Councils are approving major planning applications more quickly than at any point over the past 10 years, government figures have shown.
The Department for Communities and Local Government figures showed that 77% of major planning applications in England in 2014/15 were either approved in 13 weeks or to an agreed timetable. This is up on 71% in 2013/14 and just 58% in 2012/13 – it is the highest rate in the past 10 years.
However, Andrew Jackson, head of development economics at Boyer, said the improved national performance masked a fall in the rate that major applications were being approved in the capital, where London boroughs showed a 10 percentage point drop in the number of decisions made against agreed time limits.

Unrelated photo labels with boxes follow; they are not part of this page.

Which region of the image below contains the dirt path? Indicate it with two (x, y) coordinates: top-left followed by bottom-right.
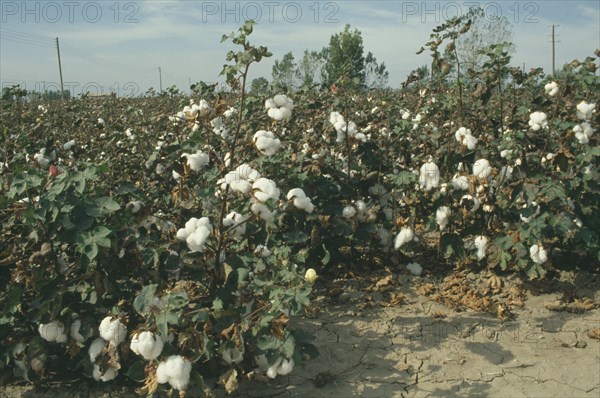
(0, 268), (600, 398)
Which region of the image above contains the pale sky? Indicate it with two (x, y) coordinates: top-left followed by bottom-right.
(0, 0), (600, 96)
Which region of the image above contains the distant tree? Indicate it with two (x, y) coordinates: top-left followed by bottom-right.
(296, 50), (325, 88)
(250, 76), (269, 95)
(272, 51), (296, 92)
(456, 7), (515, 70)
(321, 25), (388, 88)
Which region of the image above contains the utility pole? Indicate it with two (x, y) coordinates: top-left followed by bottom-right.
(56, 37), (65, 101)
(158, 66), (162, 93)
(552, 25), (560, 77)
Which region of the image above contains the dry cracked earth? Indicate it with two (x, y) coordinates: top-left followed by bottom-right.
(0, 273), (600, 398)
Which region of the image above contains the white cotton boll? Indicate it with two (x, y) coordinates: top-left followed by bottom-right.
(435, 206), (452, 231)
(125, 200), (144, 214)
(459, 195), (481, 213)
(63, 140), (75, 151)
(253, 130), (281, 156)
(419, 161), (440, 191)
(98, 316), (127, 347)
(529, 112), (548, 131)
(250, 203), (275, 222)
(500, 149), (513, 159)
(473, 159), (492, 178)
(573, 122), (596, 145)
(544, 82), (558, 97)
(181, 150), (210, 171)
(88, 337), (107, 363)
(252, 177), (281, 202)
(406, 263), (423, 276)
(452, 175), (469, 191)
(342, 206), (356, 219)
(156, 355), (192, 391)
(293, 197), (315, 213)
(129, 331), (164, 361)
(38, 319), (67, 343)
(92, 365), (119, 382)
(394, 227), (414, 250)
(277, 358), (294, 376)
(474, 235), (488, 260)
(529, 245), (548, 264)
(577, 101), (596, 120)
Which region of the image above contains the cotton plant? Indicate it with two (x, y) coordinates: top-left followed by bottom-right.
(394, 227), (415, 250)
(544, 82), (558, 97)
(217, 163), (260, 195)
(177, 217), (213, 253)
(419, 157), (440, 192)
(98, 316), (127, 347)
(252, 177), (281, 203)
(529, 245), (548, 264)
(265, 94), (294, 122)
(253, 130), (281, 156)
(286, 188), (315, 213)
(576, 101), (596, 121)
(473, 159), (493, 179)
(329, 112), (367, 144)
(435, 206), (452, 231)
(88, 337), (119, 382)
(573, 122), (596, 145)
(38, 319), (67, 343)
(181, 149), (210, 171)
(454, 127), (477, 151)
(129, 331), (164, 361)
(406, 262), (423, 276)
(223, 211), (249, 242)
(529, 112), (548, 131)
(156, 355), (192, 391)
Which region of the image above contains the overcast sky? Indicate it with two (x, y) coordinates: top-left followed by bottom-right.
(0, 0), (600, 95)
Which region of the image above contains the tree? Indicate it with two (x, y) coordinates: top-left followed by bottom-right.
(250, 76), (269, 95)
(296, 50), (325, 88)
(322, 25), (388, 88)
(272, 51), (296, 92)
(456, 7), (515, 70)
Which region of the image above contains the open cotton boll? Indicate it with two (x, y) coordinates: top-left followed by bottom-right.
(544, 82), (558, 97)
(88, 337), (108, 363)
(394, 227), (414, 250)
(38, 319), (67, 343)
(129, 331), (164, 361)
(529, 245), (548, 264)
(252, 177), (281, 202)
(435, 206), (452, 231)
(473, 159), (492, 178)
(573, 122), (596, 145)
(474, 235), (488, 260)
(342, 206), (356, 219)
(63, 140), (75, 151)
(98, 316), (127, 347)
(529, 112), (548, 131)
(181, 150), (210, 171)
(250, 203), (275, 221)
(419, 159), (440, 191)
(156, 355), (192, 391)
(253, 130), (281, 156)
(406, 263), (423, 276)
(577, 101), (596, 120)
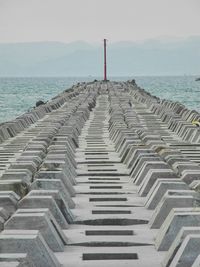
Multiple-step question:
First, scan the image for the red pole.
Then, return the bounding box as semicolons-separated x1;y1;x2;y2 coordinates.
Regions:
103;39;107;81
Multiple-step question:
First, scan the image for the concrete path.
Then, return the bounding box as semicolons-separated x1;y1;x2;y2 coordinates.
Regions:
56;95;163;267
0;80;200;267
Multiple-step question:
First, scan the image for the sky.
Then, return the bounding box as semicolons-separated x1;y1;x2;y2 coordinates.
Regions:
0;0;200;43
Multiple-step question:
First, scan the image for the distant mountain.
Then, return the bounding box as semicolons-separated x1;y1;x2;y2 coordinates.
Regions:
0;36;200;76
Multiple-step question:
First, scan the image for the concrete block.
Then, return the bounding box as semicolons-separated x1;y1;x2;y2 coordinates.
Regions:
155;208;200;251
0;179;29;197
35;170;76;197
133;161;171;185
0;253;36;267
18;195;68;229
145;179;189;210
0;191;20;215
4;212;66;252
31;179;75;209
0;173;32;185
138;169;177;197
149;190;200;229
170;234;200;267
163;226;200;267
28;190;74;223
0;230;61;267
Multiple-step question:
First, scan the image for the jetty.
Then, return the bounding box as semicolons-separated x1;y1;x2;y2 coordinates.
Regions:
0;80;200;267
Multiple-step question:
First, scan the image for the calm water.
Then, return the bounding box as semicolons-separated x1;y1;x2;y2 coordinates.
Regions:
0;76;200;122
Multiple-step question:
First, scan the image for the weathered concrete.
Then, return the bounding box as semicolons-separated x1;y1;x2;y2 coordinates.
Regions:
0;81;200;267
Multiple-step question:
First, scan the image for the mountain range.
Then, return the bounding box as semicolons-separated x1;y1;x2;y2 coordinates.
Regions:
0;36;200;77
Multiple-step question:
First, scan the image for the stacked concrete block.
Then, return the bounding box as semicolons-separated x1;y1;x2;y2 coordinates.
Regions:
0;80;200;267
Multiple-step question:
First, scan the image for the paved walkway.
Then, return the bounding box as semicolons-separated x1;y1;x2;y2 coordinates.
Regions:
57;95;162;267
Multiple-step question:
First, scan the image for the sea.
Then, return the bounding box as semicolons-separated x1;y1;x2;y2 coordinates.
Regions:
0;75;200;123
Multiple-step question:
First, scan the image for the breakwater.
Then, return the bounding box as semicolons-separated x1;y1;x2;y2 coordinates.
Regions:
0;81;200;267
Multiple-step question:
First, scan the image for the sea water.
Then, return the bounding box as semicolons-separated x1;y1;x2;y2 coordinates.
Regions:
0;76;200;122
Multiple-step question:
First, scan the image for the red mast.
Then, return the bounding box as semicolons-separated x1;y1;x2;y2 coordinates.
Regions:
103;39;107;81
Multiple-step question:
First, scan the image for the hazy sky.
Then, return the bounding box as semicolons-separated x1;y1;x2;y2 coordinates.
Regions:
0;0;200;42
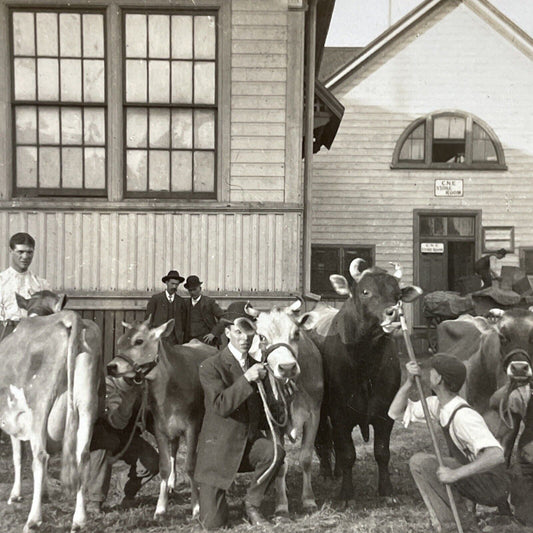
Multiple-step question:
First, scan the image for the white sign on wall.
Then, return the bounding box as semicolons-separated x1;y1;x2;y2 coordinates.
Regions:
420;242;444;254
435;180;463;196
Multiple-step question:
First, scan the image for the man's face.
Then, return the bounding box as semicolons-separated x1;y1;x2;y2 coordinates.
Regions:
166;279;180;294
225;324;254;353
10;244;34;272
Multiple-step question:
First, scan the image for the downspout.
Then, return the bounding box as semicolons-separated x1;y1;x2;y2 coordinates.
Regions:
303;0;317;295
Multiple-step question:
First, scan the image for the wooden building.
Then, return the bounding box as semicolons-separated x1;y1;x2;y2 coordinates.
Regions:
0;0;342;358
311;0;533;324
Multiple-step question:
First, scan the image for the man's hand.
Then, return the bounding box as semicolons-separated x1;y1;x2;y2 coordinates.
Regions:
244;363;266;383
437;466;460;484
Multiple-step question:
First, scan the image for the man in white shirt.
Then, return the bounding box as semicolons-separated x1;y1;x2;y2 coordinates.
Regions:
0;233;50;336
388;353;509;532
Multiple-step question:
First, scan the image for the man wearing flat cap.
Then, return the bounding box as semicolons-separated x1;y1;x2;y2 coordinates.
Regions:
184;275;224;344
389;353;510;533
194;302;285;529
144;270;187;344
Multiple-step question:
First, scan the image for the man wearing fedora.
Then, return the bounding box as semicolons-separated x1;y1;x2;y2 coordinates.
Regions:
184;276;224;344
194;302;285;529
145;270;187;344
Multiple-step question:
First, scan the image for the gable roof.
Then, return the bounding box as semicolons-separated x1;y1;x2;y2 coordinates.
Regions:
322;0;533;89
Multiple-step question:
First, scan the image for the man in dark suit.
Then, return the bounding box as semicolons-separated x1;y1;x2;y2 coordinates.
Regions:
194;302;285;529
184;276;224;344
144;270;187;344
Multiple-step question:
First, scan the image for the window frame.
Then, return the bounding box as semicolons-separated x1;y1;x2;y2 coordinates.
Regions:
7;5;109;199
120;6;217;201
310;243;376;300
390;110;507;170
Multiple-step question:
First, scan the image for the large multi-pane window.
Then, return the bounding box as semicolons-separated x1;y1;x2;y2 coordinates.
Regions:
124;12;217;198
11;9;106;196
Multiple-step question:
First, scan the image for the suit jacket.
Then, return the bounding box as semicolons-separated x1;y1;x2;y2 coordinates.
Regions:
194;347;264;490
185;294;224;342
144;291;187;344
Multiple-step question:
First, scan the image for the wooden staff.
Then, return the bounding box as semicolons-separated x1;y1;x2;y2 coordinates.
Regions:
398;301;463;533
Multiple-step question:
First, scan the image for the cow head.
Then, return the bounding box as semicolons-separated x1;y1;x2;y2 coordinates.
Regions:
329;258;422;333
491;309;533;381
246;300;301;380
107;317;174;382
15;291;67;316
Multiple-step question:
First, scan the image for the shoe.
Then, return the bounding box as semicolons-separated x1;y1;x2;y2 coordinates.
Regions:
244;501;269;526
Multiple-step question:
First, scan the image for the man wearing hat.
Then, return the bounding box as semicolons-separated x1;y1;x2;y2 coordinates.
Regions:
184;276;224;344
144;270;187;344
389;353;510;532
194;302;285;529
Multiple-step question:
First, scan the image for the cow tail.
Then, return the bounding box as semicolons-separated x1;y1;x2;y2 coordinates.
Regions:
61;312;80;492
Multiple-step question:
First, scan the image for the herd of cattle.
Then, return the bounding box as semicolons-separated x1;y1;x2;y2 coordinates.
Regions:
0;259;533;532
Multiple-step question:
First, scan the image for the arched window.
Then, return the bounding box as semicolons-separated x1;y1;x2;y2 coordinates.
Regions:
391;111;507;170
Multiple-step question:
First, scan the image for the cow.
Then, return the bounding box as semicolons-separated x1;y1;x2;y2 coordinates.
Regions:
302;258;422;504
245;300;324;515
0;310;101;532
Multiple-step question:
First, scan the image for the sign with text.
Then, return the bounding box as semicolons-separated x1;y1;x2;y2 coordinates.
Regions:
435;180;463;196
420;242;444;254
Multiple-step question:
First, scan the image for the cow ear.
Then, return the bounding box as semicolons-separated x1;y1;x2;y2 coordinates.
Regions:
150;318;174;340
329;274;350;296
15;292;29;310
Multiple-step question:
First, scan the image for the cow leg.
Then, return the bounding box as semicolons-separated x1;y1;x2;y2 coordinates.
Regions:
7;437;22;505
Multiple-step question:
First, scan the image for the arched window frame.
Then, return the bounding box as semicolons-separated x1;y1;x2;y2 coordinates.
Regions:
391;111;507;170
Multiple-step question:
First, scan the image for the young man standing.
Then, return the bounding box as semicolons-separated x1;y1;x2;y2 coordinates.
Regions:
389;353;509;532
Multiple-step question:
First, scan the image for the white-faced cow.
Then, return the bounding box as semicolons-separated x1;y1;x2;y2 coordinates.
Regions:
304;259;422;502
246;301;324;514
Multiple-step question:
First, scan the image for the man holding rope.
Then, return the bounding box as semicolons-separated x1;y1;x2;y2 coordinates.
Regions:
389;353;509;532
194;302;285;529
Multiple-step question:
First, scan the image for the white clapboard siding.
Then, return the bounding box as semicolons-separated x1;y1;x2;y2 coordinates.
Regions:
0;210;301;293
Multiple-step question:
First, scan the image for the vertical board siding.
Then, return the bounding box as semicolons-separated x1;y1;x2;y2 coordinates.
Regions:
0;210;301;293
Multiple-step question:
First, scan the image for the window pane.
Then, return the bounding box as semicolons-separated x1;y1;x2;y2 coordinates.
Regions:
194;16;216;59
83;15;104;57
150;109;170;148
126;109;148;148
39;107;59;144
84;108;105;145
172;15;192;59
15;58;35;100
83;59;105;102
194;63;215;104
149;61;170;103
126;15;146;57
61;107;81;144
148;15;170;57
59;13;81;57
36;13;57;56
194;110;215;149
126;150;148;191
150;150;170;191
172;61;192;104
13;13;35;56
172;152;192;191
39;148;60;188
193;152;215;192
85;148;105;189
61;59;81;102
15;106;37;144
126;59;146;102
37;59;59;100
172;109;192;148
17;146;37;187
61;148;83;189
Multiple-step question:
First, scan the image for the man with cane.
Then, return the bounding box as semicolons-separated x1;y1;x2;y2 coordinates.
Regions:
389;353;509;532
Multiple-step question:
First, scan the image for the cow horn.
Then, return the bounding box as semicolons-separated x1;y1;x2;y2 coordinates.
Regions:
350;257;366;282
244;302;260;318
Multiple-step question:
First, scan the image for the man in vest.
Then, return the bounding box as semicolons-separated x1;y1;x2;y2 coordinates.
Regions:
389;353;510;532
184;276;224;344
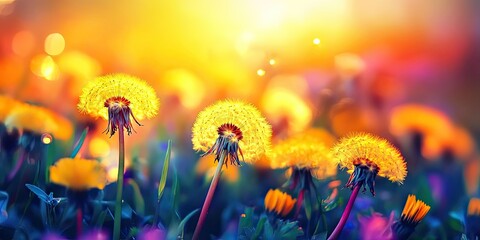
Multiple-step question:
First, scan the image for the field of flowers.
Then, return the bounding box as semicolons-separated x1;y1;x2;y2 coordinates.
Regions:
0;0;480;240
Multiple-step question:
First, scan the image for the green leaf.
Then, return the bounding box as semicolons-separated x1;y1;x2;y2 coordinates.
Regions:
177;208;200;236
25;183;49;203
303;192;312;221
276;220;303;240
448;216;464;232
157;140;172;202
95;210;108;228
128;179;145;216
172;165;180;219
263;218;275;240
238;207;253;232
70;127;88;158
252;214;267;239
312;232;327;240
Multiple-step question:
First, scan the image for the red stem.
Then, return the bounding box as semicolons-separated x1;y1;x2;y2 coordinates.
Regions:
7;149;26;181
293;189;305;219
77;207;83;235
327;184;362;240
192;155;225;240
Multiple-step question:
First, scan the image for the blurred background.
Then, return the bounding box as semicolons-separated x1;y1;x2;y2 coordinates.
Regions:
0;0;480;239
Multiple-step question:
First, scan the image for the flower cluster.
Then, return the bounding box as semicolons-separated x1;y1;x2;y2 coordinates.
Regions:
332;133;407;195
192;100;272;165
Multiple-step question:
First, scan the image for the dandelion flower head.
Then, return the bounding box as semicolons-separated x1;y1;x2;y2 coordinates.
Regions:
77;74;160;136
192;100;272;165
50;158;107;191
269;131;337;179
332;133;407;194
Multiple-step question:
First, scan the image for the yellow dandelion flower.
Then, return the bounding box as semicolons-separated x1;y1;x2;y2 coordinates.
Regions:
401;195;430;225
77;74;160;136
192;100;272;165
0;95;24;122
264;189;297;217
467;198;480;216
5;104;73;140
269;130;337;179
50;158;107;191
332;133;407;194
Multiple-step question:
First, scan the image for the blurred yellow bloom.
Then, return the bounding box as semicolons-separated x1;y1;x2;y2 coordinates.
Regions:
50;158;107;191
0;95;24;122
269;130;337;179
264;189;297;217
390;104;453;142
467;198;480;216
5;104;73;140
401;195;430;225
195;155;240;182
422;126;476;161
77;74;160;135
332;133;407;195
192;100;272;164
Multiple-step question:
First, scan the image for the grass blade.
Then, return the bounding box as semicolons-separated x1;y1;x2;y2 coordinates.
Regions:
70;127;88;158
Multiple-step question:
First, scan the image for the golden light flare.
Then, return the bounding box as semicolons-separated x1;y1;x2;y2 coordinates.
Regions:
40;133;53;145
160;69;207;108
260;88;313;134
335;53;366;79
257;68;267;77
12;30;35;56
30;55;60;81
467;198;480;216
44;33;65;56
50;158;107;191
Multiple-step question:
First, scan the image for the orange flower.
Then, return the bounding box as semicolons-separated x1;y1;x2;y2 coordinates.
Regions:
264;189;297;217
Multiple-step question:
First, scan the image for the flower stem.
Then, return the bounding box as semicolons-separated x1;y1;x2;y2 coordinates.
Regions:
328;183;362;240
293;188;305;219
192;154;225;240
113;123;125;240
77;207;83;238
7;149;27;181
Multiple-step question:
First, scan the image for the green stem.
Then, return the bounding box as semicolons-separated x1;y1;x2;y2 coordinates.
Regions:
328;183;363;240
192;154;225;240
113;123;125;240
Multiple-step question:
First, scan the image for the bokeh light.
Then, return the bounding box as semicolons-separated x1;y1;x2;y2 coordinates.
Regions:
40;133;53;145
45;33;65;56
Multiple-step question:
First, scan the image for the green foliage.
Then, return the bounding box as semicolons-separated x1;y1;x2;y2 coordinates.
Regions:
238;208;303;240
70;127;88;158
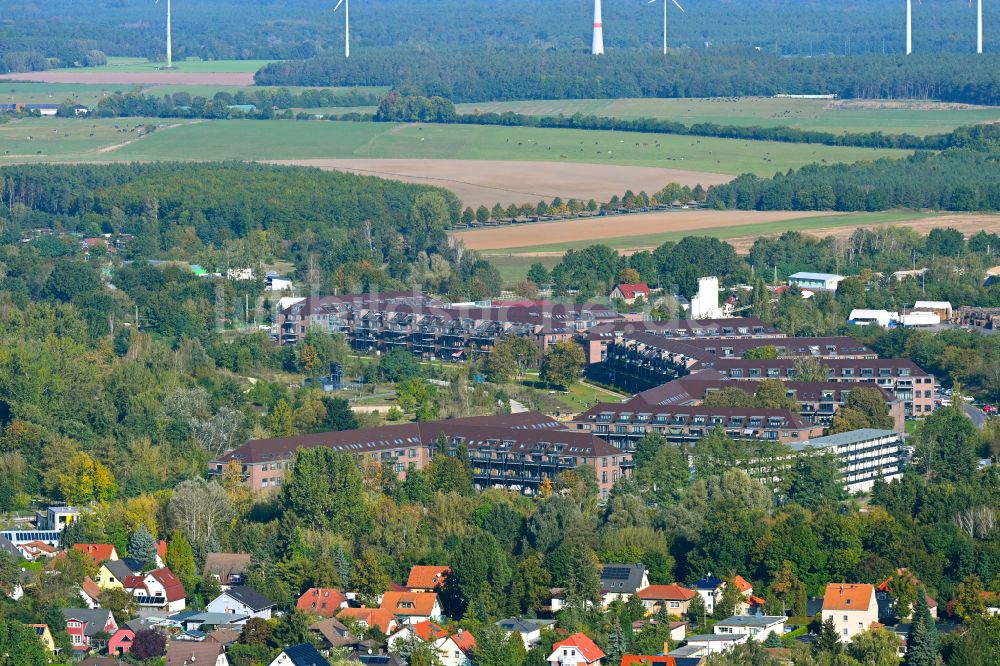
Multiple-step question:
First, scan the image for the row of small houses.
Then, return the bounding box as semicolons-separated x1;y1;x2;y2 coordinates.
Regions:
23;544;952;666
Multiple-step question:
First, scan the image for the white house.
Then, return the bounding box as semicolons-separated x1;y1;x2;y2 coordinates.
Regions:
205;585;274;624
714;615;788;643
788;271;844;291
546;634;605;666
822;583;878;643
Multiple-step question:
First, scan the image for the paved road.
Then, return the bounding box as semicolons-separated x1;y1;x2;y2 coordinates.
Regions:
962;403;990;430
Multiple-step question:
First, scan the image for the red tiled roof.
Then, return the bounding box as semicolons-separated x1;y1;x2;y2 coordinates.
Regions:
337;608;395;634
413;620;448;641
295;587;347;615
621;654;677;666
552;633;605;663
823;583;875;611
80;576;101;601
636;583;695;601
380;592;437;617
406;565;451;590
73;543;118;564
451;629;476;654
618;282;649;298
148;567;187;601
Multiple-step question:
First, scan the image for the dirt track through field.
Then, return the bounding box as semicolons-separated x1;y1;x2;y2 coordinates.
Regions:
726;213;1000;252
454;210;833;250
269;159;732;205
0;70;254;86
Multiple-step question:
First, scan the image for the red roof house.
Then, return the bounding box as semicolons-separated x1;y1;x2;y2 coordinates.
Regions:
611;282;650;303
546;633;605;666
295;587;347;617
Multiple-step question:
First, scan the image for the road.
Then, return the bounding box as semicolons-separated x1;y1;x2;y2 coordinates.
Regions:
962;403;990;430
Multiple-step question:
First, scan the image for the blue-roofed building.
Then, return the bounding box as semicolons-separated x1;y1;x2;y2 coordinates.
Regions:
270;643;330;666
788;271;844;291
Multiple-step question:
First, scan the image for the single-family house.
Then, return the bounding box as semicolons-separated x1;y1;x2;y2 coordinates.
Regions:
94;557;142;590
203;553;250;589
386;620;476;666
63;608;118;653
496;617;554;650
684;634;750;658
821;583;878;643
636;583;697;617
309;617;358;650
26;624;56;653
610;282;651;305
788;271;844;291
73;543;118;564
80;576;102;608
875;567;937;620
601;564;649;606
108;627;135;655
205;585;274;624
295;587;347;617
546;633;605;666
270;643;330;666
622;654;677;666
694;574;726;615
406;565;451;592
714;615;788;643
337;608;400;636
379;591;441;624
124;567;187;613
166;641;229;666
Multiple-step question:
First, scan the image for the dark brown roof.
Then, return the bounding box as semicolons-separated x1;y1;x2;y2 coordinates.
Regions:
220;412;563;463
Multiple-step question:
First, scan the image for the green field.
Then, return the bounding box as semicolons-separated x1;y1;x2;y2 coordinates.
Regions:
58;119;907;175
51;58;272;74
458;97;1000;135
481;211;942;284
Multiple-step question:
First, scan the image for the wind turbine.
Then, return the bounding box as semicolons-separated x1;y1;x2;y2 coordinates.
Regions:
906;0;913;55
153;0;174;69
646;0;684;55
333;0;351;58
590;0;604;55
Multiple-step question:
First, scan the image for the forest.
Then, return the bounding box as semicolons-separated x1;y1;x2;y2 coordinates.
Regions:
256;47;1000;104
0;0;1000;71
707;125;1000;211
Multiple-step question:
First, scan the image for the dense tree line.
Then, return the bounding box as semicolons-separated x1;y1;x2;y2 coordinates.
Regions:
256;47;1000;104
708;125;1000;211
0;0;1000;66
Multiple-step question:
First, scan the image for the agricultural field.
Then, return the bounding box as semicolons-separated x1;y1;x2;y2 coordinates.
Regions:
97;120;908;175
458;97;1000;136
464;210;1000;284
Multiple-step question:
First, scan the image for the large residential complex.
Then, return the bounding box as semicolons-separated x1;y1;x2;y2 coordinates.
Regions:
209;412;632;497
278;292;638;361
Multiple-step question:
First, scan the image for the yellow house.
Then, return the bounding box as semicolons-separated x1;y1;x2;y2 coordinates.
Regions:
28;624;56;653
94;560;135;590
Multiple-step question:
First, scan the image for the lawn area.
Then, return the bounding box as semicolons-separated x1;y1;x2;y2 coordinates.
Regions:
458;97;1000;135
521;372;629;414
103;120;908;175
50;58;272;74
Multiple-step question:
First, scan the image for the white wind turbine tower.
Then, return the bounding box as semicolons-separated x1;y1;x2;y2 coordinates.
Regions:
333;0;351;58
590;0;604;55
906;0;913;55
646;0;684;55
153;0;174;69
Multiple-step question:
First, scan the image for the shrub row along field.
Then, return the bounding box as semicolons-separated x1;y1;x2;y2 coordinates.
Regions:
456;97;1000;136
0;118;907;175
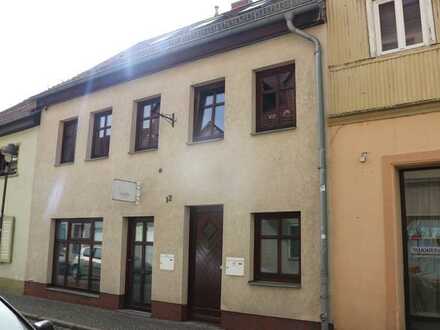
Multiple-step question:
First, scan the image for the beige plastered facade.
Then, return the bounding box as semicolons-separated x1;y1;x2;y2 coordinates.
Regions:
26;26;326;321
0;127;38;293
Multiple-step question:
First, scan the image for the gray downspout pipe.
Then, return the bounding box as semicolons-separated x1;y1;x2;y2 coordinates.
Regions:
285;13;329;330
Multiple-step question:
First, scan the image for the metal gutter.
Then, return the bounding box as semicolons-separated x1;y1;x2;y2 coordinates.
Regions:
285;8;329;330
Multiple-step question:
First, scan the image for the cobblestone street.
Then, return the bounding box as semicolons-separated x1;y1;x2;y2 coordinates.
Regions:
0;292;219;330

Jackson said this was due to a decline in resources. “The fall comes against a background where the number of major applications hasn’t increased dramatically. In large part the issue is resources within planning departments – there just aren’t enough senior officers to deal with major applications, and with funding cuts putting ever greater pressures on councils to save money the prospects do not look good for speedier decision-making.
“Clearly a positive planning decision is most important to developers but the time it takes to get that decision is also very important.”
Overall the number of planning applications granted in 2014/15 rose from 349,000 the previous year to 360,000 – but this was well down on a high of 514,000 in 2004/05. The proportion of applications granted remained static at 88% – unmoved from 2013/14 and marginally up from 87% in 2012/13.
Jackson said that for residential developers the percentage of major residential applications granted in England (79%) and London (82%) demonstrated the increasing recognition that more housing is urgently needed.